Not everything has gone smoothly. When I ran into Natalie Joos the other night, she recalled a Roberto Cavalli party there earlier in the month at which she got served “the worst mojito I’d ever had!” The maître d’ agreed with her, she added. “I think they were still figuring things out.” And Page Six reported earlier this month that Sevigny has threatened to sue Carter for failing to secure proper rights to the name.

A club with real cachet can be a valuable franchise, after all—just look at the global expansions of Bungalow 8, The Box, and Le Baron. “If they did want to reopen Beatrice the club again somewhere, they could be in an awkward position,” notes Travis Bass, who’s behind the downtown pop-ups Red Egg and Bottoms Up and whose latest venture at 199 Bowery opens November 9. On the other hand, The Beatrice Inn was a restaurant of the same name (and a well-known one at that) long before Sevigny got involved. (Sevigny didn’t return the voicemail I left him, and a spokesperson for Carter declined to address the name issue directly.)
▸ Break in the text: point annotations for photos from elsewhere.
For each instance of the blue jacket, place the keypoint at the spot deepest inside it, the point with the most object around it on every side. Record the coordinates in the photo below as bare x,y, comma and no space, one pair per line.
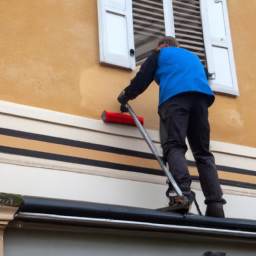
175,70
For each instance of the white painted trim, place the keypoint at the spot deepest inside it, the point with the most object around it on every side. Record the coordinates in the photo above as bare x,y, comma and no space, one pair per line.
38,114
73,121
229,190
79,168
109,173
210,41
206,34
106,56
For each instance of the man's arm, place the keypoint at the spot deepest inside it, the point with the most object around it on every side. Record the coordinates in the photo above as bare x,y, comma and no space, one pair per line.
142,79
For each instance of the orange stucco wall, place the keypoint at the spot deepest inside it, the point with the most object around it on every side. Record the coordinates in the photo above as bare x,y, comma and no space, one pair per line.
49,59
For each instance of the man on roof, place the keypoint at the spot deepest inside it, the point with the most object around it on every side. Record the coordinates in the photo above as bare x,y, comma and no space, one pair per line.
184,98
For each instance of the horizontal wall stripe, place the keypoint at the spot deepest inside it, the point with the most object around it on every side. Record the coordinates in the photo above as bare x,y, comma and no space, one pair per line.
227,176
109,149
73,143
228,169
102,164
77,160
64,150
231,183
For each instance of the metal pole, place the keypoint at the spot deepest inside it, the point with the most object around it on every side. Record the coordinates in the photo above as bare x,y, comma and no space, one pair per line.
154,151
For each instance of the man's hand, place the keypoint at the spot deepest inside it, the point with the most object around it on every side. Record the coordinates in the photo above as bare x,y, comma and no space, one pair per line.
122,98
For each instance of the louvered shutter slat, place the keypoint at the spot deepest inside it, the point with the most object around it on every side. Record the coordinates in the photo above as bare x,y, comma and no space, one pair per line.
188,25
187,5
149,26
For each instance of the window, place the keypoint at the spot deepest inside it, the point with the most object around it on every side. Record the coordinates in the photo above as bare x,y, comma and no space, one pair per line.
129,31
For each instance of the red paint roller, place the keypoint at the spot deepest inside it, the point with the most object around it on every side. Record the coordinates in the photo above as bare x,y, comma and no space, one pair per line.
107,116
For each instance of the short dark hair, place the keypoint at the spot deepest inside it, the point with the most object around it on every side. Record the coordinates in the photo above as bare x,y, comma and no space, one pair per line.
169,40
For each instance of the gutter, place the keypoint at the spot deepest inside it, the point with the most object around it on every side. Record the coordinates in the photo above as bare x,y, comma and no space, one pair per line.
136,225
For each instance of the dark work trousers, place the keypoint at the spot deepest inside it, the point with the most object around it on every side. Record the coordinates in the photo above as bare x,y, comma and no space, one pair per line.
186,115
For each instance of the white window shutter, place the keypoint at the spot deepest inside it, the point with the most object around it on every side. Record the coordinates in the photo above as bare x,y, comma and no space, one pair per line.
116,37
169,18
218,46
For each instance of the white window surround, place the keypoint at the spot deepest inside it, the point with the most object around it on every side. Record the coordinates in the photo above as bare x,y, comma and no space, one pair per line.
217,39
218,46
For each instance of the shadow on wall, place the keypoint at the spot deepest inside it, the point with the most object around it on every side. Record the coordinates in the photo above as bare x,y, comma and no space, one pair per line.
100,86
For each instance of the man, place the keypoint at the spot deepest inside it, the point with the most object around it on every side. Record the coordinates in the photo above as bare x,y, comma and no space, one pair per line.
184,98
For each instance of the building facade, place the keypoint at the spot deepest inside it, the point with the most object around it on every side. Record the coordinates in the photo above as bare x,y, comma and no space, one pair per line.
63,62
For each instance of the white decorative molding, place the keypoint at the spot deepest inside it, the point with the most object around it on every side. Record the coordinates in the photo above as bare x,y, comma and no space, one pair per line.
48,116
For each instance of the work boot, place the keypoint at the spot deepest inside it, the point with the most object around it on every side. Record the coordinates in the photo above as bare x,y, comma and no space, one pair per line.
176,205
215,209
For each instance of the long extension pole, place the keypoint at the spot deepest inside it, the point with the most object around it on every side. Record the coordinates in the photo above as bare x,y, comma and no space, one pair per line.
154,151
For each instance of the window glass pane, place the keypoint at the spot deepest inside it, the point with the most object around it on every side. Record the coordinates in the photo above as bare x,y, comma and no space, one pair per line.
148,24
188,27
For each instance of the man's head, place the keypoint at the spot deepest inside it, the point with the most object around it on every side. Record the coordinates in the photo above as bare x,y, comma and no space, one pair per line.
167,41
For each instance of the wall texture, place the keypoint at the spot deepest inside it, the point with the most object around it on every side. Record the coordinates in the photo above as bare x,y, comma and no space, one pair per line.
49,59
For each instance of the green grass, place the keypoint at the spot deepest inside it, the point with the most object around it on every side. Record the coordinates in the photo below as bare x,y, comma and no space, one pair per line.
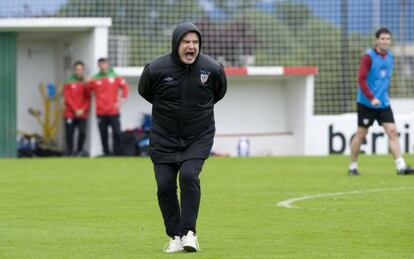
107,208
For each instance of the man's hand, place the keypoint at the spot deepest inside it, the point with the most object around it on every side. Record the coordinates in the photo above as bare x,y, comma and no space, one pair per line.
375,102
79,112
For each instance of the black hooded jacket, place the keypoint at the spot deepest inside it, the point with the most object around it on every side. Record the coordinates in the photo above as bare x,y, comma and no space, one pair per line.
182,98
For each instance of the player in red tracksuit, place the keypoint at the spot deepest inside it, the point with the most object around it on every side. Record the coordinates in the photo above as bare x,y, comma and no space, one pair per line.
77,102
106,85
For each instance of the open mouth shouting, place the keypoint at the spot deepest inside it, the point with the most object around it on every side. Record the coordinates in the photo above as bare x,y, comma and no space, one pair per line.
189,48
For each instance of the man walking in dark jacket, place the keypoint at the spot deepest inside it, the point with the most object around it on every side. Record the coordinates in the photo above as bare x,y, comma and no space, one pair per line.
182,87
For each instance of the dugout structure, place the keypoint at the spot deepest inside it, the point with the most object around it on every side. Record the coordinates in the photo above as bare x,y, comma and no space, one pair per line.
271,106
42,50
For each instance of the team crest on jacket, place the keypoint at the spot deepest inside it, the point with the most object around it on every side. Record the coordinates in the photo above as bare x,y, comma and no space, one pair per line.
204,74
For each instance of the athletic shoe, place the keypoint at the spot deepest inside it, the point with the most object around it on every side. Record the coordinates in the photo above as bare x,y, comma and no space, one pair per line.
174,245
353,172
405,171
190,243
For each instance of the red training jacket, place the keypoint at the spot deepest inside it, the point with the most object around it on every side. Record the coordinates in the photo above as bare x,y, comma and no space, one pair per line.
106,87
76,97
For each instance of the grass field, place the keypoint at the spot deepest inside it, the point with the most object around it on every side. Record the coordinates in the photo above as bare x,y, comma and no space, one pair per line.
107,208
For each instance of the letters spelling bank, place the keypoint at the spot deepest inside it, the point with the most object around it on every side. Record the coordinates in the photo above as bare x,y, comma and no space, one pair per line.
376,138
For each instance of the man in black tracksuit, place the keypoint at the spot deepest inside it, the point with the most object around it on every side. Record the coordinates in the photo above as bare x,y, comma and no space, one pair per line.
182,87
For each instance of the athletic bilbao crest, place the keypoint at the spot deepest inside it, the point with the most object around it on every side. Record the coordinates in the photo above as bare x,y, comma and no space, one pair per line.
204,74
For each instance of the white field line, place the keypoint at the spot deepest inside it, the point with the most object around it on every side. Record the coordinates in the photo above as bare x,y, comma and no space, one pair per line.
289,203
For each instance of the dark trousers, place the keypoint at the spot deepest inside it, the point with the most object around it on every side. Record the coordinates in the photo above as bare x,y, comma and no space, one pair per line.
178,222
70,126
113,121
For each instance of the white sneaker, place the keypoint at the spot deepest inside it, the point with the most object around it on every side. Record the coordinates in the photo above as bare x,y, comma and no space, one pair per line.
174,245
190,243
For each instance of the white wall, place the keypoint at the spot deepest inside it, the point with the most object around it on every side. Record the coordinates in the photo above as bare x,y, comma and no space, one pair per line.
252,106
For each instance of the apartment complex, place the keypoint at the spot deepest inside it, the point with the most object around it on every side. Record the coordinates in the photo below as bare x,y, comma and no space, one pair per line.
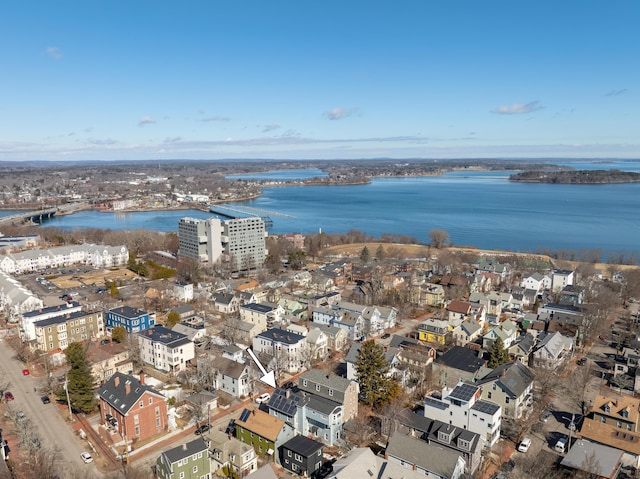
239,241
59,331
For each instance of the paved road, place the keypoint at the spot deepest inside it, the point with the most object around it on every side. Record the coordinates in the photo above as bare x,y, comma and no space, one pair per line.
54,432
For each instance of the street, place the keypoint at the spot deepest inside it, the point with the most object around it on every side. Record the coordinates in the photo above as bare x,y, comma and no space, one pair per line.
55,434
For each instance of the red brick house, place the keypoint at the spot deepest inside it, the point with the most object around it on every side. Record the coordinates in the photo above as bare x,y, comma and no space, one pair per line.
132,408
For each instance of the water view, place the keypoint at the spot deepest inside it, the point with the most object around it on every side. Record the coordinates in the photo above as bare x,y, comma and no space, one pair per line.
481,209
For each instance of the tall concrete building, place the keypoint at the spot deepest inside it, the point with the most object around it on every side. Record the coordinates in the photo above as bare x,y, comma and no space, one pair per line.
241,241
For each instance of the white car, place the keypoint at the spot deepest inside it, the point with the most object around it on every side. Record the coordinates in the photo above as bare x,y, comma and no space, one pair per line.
524,445
263,398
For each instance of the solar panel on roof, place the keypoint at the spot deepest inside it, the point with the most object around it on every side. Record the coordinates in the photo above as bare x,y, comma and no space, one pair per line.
245,415
464,392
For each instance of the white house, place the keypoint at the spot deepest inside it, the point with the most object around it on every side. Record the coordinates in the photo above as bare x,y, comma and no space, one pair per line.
288,350
165,350
463,408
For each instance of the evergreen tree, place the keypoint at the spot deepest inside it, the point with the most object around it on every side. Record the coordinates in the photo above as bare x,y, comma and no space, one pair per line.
376,387
80,382
172,319
498,355
365,256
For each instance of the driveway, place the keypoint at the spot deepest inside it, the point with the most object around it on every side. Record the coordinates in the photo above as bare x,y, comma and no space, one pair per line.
54,432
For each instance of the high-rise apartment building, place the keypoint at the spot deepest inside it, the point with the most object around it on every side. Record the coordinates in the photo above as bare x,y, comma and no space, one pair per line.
240,241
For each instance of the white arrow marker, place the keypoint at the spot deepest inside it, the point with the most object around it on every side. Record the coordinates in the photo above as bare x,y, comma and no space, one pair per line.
268,377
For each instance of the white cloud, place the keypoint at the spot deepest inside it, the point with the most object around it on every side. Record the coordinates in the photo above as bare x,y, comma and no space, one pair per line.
518,108
622,91
55,53
215,118
146,120
340,113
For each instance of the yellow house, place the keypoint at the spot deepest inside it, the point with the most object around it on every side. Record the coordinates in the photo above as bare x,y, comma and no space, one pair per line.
434,331
433,295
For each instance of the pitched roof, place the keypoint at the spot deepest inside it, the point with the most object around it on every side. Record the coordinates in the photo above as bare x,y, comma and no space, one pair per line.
185,450
431,457
461,358
262,424
514,378
302,445
122,392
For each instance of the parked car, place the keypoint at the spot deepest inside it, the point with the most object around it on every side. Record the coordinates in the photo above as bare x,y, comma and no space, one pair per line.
524,445
263,398
202,429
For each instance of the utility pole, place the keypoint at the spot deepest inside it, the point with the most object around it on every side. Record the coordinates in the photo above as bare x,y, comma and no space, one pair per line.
66,388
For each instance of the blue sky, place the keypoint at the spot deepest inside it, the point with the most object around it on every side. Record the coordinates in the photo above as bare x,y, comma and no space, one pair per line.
130,80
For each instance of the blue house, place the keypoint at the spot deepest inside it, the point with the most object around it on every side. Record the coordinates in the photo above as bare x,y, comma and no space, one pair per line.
134,320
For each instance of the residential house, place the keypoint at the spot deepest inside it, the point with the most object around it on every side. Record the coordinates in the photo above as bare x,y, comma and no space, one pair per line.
462,407
225,303
332,387
232,377
467,444
458,364
593,460
132,319
60,331
266,433
108,359
165,350
552,350
537,282
511,386
241,331
336,337
183,291
288,350
188,461
466,332
571,294
227,452
265,315
309,414
133,409
301,455
432,460
410,361
506,330
522,349
362,463
614,421
30,317
435,331
433,295
318,344
561,278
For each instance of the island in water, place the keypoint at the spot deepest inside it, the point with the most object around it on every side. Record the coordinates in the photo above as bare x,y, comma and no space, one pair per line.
582,177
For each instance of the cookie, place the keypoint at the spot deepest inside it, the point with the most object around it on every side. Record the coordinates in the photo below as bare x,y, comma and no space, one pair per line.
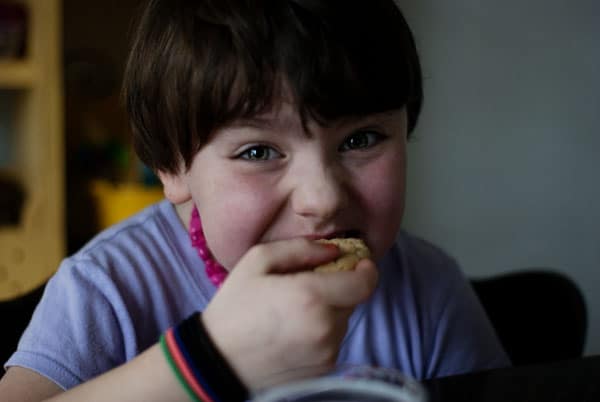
352,251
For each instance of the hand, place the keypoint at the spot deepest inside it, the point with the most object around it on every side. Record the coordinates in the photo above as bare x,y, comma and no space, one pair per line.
275,320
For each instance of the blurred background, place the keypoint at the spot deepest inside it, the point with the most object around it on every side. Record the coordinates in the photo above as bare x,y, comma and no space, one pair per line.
502,171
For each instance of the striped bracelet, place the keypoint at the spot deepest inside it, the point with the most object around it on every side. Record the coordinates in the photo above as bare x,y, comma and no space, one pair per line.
198,364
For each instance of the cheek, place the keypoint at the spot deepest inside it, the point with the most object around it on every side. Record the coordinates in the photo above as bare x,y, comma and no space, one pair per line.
233,221
382,196
383,186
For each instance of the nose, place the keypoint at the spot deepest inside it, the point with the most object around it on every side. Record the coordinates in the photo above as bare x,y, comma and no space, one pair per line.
320,192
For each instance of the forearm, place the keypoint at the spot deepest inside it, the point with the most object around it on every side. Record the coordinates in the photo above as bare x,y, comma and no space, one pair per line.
148,378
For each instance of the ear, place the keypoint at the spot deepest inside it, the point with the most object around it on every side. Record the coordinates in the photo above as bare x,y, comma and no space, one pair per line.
175,187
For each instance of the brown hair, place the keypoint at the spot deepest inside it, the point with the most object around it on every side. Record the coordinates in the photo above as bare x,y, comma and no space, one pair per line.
197,65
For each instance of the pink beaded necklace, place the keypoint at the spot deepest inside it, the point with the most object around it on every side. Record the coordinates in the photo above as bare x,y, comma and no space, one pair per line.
215,271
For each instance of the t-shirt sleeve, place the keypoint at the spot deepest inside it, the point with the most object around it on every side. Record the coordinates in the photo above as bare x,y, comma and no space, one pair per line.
464,339
75,332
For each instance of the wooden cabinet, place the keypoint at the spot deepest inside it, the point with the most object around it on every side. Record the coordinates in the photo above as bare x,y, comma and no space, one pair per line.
32,86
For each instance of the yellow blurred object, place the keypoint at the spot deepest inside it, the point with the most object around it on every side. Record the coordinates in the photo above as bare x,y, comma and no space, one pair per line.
116,202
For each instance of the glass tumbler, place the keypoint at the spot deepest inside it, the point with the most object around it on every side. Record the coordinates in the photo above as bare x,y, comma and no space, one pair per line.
349,384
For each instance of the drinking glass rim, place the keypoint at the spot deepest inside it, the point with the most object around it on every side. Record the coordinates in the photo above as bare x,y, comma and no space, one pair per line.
370,387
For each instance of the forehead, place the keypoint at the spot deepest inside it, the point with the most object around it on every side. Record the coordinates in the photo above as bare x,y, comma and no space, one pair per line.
285,115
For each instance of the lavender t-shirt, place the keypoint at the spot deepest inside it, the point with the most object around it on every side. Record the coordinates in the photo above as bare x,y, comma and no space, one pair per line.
113,299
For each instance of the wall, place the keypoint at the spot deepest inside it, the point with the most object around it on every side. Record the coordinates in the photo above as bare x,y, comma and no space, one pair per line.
504,171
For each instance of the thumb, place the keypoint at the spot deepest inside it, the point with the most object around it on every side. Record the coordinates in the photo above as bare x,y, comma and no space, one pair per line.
287,256
348,288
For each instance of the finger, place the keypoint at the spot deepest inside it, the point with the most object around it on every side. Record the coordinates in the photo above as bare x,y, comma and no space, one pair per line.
287,256
347,288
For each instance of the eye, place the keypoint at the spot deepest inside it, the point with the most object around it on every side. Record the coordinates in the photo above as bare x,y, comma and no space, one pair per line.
259,153
361,140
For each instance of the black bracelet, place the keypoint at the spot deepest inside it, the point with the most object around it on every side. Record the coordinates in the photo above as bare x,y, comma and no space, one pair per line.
209,360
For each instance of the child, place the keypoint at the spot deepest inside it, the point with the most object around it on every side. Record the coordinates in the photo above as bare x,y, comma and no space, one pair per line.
271,123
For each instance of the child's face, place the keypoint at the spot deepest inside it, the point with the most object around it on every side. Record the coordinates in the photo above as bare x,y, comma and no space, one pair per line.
266,179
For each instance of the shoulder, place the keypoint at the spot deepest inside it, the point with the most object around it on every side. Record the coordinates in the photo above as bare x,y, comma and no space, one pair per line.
423,266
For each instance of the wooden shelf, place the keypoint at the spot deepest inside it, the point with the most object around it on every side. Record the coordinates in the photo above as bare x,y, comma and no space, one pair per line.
17,74
31,251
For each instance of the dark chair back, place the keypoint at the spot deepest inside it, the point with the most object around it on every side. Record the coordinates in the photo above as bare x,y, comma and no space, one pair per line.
16,314
540,315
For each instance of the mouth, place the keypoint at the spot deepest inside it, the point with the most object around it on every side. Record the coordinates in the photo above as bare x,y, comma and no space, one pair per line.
346,234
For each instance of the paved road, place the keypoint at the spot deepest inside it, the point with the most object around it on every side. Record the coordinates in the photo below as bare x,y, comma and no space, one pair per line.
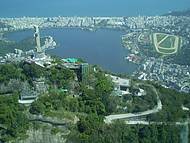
157,108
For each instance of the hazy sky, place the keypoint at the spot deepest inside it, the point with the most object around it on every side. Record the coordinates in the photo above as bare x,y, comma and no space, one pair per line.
11,8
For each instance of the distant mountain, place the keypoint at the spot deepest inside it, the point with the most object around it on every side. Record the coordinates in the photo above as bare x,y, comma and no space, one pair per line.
179,13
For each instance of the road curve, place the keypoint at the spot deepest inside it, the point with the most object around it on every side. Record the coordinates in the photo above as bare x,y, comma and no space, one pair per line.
157,108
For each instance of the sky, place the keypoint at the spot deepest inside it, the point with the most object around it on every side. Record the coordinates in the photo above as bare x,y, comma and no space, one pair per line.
17,8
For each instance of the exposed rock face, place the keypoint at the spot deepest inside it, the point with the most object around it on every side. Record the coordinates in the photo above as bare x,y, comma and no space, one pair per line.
43,136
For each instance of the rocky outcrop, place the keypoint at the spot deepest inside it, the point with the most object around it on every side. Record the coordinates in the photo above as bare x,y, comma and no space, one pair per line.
43,136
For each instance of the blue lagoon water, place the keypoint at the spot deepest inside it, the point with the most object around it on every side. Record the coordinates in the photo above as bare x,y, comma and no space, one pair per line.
103,47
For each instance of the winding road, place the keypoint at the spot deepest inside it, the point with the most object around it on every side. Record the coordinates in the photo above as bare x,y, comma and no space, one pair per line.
157,108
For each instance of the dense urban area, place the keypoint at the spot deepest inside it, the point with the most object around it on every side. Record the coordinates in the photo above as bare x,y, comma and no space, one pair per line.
47,98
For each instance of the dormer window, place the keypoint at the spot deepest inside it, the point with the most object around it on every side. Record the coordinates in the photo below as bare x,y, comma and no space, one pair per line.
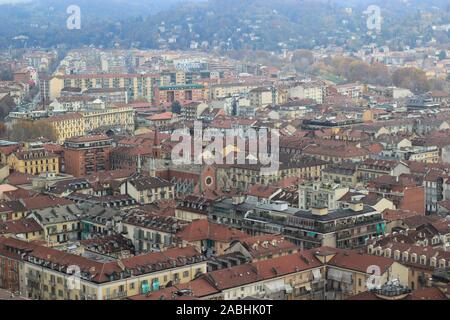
405,256
433,262
423,260
388,253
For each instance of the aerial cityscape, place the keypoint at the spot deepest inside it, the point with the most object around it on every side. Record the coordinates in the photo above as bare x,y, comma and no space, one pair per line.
257,150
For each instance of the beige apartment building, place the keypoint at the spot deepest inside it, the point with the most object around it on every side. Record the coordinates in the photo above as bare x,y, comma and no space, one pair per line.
137,85
81,123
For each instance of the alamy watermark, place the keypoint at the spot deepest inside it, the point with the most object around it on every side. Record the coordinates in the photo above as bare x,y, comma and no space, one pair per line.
374,18
231,146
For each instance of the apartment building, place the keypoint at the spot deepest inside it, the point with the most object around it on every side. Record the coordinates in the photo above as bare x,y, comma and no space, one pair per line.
345,228
87,154
48,274
34,162
186,92
151,232
137,85
146,189
208,237
60,224
83,122
244,176
316,194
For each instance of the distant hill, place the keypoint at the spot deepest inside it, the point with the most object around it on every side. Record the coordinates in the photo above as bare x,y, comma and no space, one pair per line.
222,24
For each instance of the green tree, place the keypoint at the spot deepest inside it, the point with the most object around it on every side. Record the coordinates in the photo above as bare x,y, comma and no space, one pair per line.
411,78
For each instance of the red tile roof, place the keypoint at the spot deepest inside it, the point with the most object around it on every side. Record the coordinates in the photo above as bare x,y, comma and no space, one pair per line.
205,230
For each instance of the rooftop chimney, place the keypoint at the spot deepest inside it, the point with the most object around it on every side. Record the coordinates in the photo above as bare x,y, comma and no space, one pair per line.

In Bass’ opinion, there’s little room for sentimentality in nightlife. “It takes balls to take a space that iconic and fuck with it, make it your own. People should learn from that,” he says. And if you’re bummed (as I am) that there’s no room at the new Beatrice for the sort of high-low mixing that made the old one great, don’t blame the beautiful décor—blame the food. (That, by the way, skews toward the new-American type—Yukon gold potato soup with savoy cabbage and black truffle, pan-roasted striped bass, and steak frites at Kelly Klein’s dinner—though a bit lighter than some of the homey fare at Waverly Inn and Carter’s other haunts.) “Clubs are easier, because you can give free drinks to the artist kids,” Bass notes. “It’s harder to give away meals.”